J’avoue que cet acte de violence me parut trop semblable à quelques uns que j’avais vus sur le continent pour me faire rire ; pourquoi vouloir mêler la politique aux amusemens publics et surtout après avoir eu déjà une fois cet air favori, que j’admire autant que qui que ce soit, pourquoi intérrompre les scênes et detruire entierement l’illusion théatrale en forçant tous les acteurs d’une pièce à paraitre à la fois et dans les habits propres aux rôles qu’ils vont jouer ? . Si cet article déplaisait à quelques personnes, j’en serais faché, c’est bien loin de mon intention : je crois que quand on est dans un endroit public, on est obligé de se conformer au gout général, et je regarderais comme une sottise méritant correction de ne le pas faire : si cependant le gout général était d’être tranquille, je le croirais préférable.

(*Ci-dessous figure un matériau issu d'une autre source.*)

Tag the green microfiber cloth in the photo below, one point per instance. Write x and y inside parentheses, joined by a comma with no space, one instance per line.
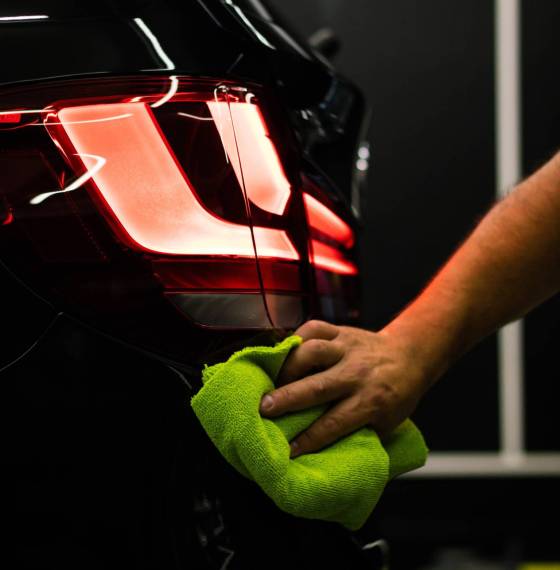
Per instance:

J’avais deux lettres de Mr. Burton Connymgham, pour le voisinage de cette ville ; je crus devoir faire savoir au Marquis de Waterford que j’avais pour lui, une lettre de feu son réspéctable ami, et que je désirais connaitre, quand je pourrais avoir l’honneur de la lui remettre ; il me répondit poliment qu’il m’attendrait, à deux ou trois jours de distance, à déjeuner : je le remerciai de sa politesse et lui dis, que ma maniere de voyager ne rue perméttant pas de faire dix ou douze milles Irlandais avant déjeuner, je me rendrais chez lui dans la journée. Je fus dans l’intervalle présenter l’autre, à Mr. Cornelius Bolton, où je passai mon tems avec beaucoup d’agrément ; Je cite rarement ce que j’ai connu des différentes personnes à qui j’ai été addressé, à moins que cela ne puisse être utile, et encourager le bon exemple : dans ce cas, rapporter le fait tout simplement, est un éloge dù.

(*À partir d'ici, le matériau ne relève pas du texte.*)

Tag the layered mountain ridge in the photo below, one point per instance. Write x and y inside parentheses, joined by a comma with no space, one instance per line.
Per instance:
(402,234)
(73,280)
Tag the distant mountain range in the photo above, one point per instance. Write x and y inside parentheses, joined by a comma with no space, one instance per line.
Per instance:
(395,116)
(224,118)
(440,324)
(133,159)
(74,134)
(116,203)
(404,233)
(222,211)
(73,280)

Mr. Cornelius Bolton vit très retiré à la campagne et a employé une partie de sa fortune à bâtir un village assez considérable où il a établi des manufactures de differentes sortes, particulierement de Tisserans : l’industrie qu’il encourage parmi sa colonie, donne lieu de croire, que ses frais feront bientôt plus que payés et qu’elle deviendra pour le public un objet d’utilité, comme pour lui un de profit, après n’en avoir-été qu’un d’humanité.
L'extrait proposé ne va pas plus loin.